Distribution and potential linkage patterns of mzl-USCOs
This study is the first comparative analysis of the physical distribution of mzl-USCOs in the genomes of a wide range of animal taxa. We did not find mzl-USCOs to exhibit a noteworthy tendency of physical linkage when compared to randomly chosen protein-coding genes. Physical distances between USCO genes were found to be in general much larger than the average distances across which loci can be assumed to be linked in evolutionary timescales (<1000 bp; Springer & Gatesy, 2016). The resulting average extent of linkage of loci located on the same chromosome is thus likely negligible and cannot be a prioriassumed to violate assumptions of multispecies coalescent analyses, irrespective of whether the method is used for phylogenetic reconstruction or species delimitation. Although there was considerable variation across taxa, we found neighboring pairs of mzl-USCOs to be on average spatially located somewhat more closely together than pairs obtained by randomly choosing the same number of annotated protein-coding genes. A possible explanation for this result could be that mzl-USCOs have a small tendency to cluster in genomic regions that are under selection to remain in single-copy.

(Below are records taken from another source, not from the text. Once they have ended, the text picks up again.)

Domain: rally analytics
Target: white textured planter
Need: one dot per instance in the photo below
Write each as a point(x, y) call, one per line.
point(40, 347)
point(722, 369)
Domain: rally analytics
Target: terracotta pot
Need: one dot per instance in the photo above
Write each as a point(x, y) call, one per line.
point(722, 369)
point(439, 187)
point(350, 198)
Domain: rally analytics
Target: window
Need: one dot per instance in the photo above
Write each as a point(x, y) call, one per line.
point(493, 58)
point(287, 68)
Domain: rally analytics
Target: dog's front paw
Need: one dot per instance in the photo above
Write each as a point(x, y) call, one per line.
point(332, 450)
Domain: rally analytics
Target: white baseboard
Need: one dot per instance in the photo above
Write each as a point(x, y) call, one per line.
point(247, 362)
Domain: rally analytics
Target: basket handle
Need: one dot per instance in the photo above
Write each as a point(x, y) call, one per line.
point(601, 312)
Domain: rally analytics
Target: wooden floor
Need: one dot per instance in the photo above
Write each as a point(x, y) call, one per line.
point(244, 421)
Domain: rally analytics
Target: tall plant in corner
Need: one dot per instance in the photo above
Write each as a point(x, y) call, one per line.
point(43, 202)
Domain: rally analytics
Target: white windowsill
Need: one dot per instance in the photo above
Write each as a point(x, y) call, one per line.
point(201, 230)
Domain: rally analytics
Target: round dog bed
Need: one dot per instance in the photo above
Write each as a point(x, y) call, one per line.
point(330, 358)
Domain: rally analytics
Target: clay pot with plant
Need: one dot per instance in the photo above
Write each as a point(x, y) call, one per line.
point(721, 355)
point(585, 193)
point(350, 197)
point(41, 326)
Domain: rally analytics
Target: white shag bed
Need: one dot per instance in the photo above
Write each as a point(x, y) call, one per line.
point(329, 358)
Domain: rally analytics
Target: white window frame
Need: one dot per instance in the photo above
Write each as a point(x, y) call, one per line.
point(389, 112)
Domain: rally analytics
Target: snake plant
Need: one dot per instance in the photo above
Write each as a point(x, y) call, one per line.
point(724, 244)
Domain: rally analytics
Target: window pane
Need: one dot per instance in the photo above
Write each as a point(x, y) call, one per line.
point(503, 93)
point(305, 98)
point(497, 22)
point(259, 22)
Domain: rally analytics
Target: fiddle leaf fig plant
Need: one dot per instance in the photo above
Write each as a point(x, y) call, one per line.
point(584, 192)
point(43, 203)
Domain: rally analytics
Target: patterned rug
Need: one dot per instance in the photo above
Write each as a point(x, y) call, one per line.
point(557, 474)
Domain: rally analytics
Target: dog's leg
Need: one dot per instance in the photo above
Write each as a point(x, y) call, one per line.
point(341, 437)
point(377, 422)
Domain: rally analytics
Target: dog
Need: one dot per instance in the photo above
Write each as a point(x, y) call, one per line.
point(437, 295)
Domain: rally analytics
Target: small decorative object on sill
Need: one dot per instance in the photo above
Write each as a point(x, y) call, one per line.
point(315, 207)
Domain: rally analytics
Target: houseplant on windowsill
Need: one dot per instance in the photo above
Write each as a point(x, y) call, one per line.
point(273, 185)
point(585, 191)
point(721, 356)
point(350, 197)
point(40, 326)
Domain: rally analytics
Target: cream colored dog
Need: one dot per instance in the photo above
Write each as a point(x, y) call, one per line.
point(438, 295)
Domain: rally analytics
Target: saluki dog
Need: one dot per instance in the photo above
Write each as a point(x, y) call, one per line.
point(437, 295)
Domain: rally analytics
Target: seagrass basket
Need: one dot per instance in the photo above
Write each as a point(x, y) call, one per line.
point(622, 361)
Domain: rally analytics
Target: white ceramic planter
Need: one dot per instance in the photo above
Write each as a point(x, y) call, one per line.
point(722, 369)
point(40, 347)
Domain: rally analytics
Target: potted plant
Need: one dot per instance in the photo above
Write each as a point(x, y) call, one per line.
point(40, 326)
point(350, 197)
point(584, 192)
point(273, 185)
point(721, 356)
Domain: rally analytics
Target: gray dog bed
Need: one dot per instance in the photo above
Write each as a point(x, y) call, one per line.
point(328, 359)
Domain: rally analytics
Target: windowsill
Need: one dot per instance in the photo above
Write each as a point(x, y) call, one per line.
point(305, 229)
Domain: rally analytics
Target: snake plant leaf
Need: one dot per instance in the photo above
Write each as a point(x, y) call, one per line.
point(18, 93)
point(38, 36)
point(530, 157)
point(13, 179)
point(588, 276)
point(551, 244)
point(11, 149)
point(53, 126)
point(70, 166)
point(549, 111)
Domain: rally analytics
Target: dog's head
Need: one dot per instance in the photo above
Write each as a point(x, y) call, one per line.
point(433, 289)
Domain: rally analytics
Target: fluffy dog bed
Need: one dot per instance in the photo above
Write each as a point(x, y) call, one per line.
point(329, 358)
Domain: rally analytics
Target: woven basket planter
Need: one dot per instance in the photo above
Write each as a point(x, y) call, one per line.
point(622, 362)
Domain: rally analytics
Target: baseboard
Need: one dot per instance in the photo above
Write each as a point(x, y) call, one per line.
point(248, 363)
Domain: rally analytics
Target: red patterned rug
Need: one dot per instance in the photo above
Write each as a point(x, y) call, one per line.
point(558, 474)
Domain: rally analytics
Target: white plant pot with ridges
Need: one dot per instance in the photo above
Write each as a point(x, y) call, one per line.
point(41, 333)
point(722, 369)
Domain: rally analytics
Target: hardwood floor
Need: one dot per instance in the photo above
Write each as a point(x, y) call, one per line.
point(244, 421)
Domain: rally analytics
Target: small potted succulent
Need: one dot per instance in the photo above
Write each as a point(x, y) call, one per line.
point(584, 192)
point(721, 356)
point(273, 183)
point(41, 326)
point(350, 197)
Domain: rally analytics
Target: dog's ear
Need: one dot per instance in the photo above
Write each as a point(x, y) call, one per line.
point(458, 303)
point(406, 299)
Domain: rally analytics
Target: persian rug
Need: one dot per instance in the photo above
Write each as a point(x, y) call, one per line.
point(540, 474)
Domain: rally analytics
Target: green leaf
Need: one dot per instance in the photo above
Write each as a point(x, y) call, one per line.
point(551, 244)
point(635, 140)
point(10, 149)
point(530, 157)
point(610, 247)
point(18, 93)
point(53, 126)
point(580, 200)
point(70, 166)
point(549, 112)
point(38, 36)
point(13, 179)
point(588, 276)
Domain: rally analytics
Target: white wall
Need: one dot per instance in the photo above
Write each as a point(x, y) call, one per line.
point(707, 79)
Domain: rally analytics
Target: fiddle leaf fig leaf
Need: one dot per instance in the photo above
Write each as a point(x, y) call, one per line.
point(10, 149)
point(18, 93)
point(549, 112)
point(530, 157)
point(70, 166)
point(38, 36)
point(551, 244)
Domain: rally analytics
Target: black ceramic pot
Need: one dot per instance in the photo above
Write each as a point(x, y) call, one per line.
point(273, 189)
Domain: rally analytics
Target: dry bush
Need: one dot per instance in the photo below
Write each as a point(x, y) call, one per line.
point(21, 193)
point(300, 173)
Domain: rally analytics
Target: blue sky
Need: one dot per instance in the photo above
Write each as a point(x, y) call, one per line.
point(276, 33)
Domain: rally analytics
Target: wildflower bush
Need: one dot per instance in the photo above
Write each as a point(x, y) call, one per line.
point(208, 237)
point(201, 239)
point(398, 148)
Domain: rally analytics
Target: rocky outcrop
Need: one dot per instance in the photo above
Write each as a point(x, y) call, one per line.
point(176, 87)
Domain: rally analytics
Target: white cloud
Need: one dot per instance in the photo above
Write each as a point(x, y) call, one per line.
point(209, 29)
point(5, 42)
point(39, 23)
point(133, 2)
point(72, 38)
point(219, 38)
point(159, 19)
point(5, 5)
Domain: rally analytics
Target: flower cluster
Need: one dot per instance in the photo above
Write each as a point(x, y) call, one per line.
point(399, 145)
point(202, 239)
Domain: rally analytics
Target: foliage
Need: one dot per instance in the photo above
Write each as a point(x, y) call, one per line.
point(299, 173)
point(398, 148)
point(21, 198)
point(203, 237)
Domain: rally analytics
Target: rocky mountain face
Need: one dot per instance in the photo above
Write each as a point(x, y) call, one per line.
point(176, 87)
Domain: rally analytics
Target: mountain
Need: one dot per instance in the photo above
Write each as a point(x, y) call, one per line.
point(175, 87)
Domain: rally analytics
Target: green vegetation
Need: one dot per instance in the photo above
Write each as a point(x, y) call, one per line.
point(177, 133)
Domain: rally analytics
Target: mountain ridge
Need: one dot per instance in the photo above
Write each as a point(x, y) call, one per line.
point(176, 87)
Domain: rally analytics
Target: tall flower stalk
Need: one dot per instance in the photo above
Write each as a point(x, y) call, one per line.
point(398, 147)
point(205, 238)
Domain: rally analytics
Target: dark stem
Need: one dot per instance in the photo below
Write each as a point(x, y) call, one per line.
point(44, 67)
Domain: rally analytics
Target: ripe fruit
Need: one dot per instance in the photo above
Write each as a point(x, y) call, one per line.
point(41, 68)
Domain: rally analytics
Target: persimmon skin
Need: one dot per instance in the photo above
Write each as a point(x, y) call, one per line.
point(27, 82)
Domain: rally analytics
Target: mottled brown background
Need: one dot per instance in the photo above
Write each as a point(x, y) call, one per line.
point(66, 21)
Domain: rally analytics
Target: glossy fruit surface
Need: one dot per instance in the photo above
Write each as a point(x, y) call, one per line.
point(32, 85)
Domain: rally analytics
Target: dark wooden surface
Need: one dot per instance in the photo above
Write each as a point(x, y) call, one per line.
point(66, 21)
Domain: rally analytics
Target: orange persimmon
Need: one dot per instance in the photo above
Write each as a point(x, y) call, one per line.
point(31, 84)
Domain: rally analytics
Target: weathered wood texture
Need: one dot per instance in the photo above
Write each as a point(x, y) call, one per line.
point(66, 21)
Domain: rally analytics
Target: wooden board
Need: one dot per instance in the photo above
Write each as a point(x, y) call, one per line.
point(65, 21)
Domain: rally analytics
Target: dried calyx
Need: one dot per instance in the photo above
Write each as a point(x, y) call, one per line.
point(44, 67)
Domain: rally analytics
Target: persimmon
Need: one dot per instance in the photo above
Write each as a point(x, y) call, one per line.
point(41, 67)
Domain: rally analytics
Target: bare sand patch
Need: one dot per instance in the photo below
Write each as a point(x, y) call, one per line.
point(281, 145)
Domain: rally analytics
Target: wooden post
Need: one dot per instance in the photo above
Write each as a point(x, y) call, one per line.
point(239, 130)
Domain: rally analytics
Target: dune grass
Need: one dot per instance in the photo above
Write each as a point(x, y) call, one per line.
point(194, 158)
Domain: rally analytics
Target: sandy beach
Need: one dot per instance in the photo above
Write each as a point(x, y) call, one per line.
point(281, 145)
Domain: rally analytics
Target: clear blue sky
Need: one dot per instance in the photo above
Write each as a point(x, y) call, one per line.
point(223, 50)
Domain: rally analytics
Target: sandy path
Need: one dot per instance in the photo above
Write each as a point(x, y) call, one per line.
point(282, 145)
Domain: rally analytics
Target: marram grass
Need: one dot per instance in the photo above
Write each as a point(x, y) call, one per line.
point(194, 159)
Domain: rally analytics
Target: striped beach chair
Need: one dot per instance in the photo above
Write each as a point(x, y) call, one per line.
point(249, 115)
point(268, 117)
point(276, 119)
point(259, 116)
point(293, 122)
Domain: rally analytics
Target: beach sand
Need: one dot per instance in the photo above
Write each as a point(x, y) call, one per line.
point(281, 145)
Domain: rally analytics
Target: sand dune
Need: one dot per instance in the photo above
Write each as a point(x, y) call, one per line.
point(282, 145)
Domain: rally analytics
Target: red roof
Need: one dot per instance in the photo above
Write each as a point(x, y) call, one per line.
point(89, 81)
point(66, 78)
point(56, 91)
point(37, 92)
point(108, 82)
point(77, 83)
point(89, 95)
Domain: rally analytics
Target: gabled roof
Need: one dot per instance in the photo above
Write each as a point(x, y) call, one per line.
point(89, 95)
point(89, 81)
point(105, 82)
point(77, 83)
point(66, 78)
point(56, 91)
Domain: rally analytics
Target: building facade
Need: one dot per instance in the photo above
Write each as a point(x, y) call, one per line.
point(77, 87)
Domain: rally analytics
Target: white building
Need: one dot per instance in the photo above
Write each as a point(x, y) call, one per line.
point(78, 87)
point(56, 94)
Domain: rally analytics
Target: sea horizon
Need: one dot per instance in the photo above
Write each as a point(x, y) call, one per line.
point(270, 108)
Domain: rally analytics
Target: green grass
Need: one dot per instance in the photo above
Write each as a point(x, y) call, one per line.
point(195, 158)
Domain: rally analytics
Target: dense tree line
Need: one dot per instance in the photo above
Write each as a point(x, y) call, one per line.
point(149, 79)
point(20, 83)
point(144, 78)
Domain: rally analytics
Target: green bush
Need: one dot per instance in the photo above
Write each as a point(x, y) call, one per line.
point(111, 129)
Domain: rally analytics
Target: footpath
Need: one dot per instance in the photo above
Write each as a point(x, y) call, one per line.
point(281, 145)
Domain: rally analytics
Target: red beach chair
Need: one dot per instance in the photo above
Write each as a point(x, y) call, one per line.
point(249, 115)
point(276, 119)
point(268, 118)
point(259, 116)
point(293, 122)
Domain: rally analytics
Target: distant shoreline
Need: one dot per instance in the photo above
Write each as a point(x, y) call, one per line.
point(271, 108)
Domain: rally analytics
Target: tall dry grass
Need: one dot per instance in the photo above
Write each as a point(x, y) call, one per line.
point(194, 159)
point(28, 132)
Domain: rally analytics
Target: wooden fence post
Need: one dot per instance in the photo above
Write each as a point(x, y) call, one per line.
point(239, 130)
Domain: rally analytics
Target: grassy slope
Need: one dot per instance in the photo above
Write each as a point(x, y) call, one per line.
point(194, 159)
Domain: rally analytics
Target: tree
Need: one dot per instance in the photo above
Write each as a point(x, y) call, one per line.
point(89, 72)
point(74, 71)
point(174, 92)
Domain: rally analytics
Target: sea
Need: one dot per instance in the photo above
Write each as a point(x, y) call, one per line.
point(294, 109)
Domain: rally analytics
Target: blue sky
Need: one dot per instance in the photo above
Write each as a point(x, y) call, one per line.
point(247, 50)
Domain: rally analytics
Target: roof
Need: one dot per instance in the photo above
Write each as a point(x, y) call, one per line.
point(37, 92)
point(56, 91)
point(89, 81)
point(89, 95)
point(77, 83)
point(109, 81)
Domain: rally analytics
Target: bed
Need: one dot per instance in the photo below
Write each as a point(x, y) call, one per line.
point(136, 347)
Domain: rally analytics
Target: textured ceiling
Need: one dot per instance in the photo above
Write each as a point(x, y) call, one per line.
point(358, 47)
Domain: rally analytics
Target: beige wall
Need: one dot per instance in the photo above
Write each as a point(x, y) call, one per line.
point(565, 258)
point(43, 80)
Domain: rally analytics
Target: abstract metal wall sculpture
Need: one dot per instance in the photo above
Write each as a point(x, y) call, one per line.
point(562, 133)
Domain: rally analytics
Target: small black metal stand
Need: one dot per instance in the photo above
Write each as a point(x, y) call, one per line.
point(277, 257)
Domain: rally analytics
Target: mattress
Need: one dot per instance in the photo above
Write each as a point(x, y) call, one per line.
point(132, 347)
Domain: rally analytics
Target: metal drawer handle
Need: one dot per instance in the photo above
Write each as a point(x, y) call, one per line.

Mzl-USCOs were found to be rather evenly distributed over the chromosomes and do not cluster on particular chromosomes, indicated by high values of adjusted evenness of the USCO distribution. However, taxa with chromosomes of unequal length tended to have an unequal distribution of mzl-USCOs. This was demonstrated by the positive and significant correlation of the evenness of chromosome length and protein-coding gene distribution with that of the USCO distribution. As expected, longer chromosomes, and especially chromosomes with relatively more protein-coding genes than others, also contain more mzl-USCOs. However, chi-square tests showed that this correlation is not necessarily linear. In nematodes, for example, the correlation of the number of mzl-USCOs with that of protein-coding genes was negative, although this was based on few chromosomes of rather similar length. In particular the deviation of USCO number from chromosome length tended to be higher in birds which also have highly unequal chromosome sizes within their genomes. This deviation is probably due to the fact that gene density is high in short chromosomes (microchromosomes; e.g., International Chicken Genome Sequencing Consortium, 2004), which are particularly common in birds but are also found in some other vertebrates (Waters et al., 2021). Significant deviations from the distribution of protein-coding genes in general are probably caused by taxon-specific groupings of mzl-USCOs on certain chromosomes. However, such deviations do not seem to be conserved across major lineages, a pattern that is consistent with our observation that groupings of mzl-USCOs on the same chromosome are in most cases not phylogenetically conserved according to the current sampling of taxa. However, as some lineages were poorly covered by these analyses, it is difficult to make accurate statements about this for metazoans in general.
Intra-locus recombination is known to bias coalescent-based phylogenomic analyses (Gatesy & Springer, 2014; Edwards et al., 2016; Springer & Gatesy, 2018). Among eukaryotes, the genome-wide recombination rate is known to vary over at least one order of magnitude (Stapley et al., 2017). Intraspecific recombination rates are also known to vary between the sexes and across the genome, with recombination hot spots in which most crossovers occur (Jeffreys et al., 2001; Kauppi et al., 2004; Niehuis et al., 2010). Recombination hot spots have been studied in a variety of species, including fruit flies (Chan et al., 2012), crickets (Blankers et al., 2018), birds (Kawakami et al., 2017), and mammals (Jeffreys et al., 2001; Kauppi et al., 2004; Arnheim et al., 2007; Penalba & Wolf, 2020). In humans, recombination hot spots are regions of 1 to 2 kbp that are spatially separated from each other by larger regions (50–100 kb) with lower recombination activity (Myers et al., 2005; Baudat et al., 2010). Simulation studies have shown that species tree estimation is robust to recombination even if the amount of recombination exceeds that found in extant organisms (Lanier & Knowles, 2012; Zhu et al., 2022). However, these studies used a model of constant recombination rates across the genome (instead of a model of recombination hot spots), which might not reflect the situation in a given genome properly. We therefore expect that data partitioning and its implementation within models of species inference using the multispecies coalescent will remain a hot topic in the future, as will be some other parameters in species delimitation approaches, e.g., effective population size, whose fluctuation is known to impact species delimitation analyses (Ahrens et al., 2016).
The distribution of distances between USCO genes reported by us exhibited lineage-specific patterns (Fig. 3; Figure S6, S7). Some of these lineages showed an extraordinary variation. This lineage-specific variation likely reflects peculiarities in the genomic architecture of different higher taxa, but a closer investigation of these phenomena is beyond the scope of this study.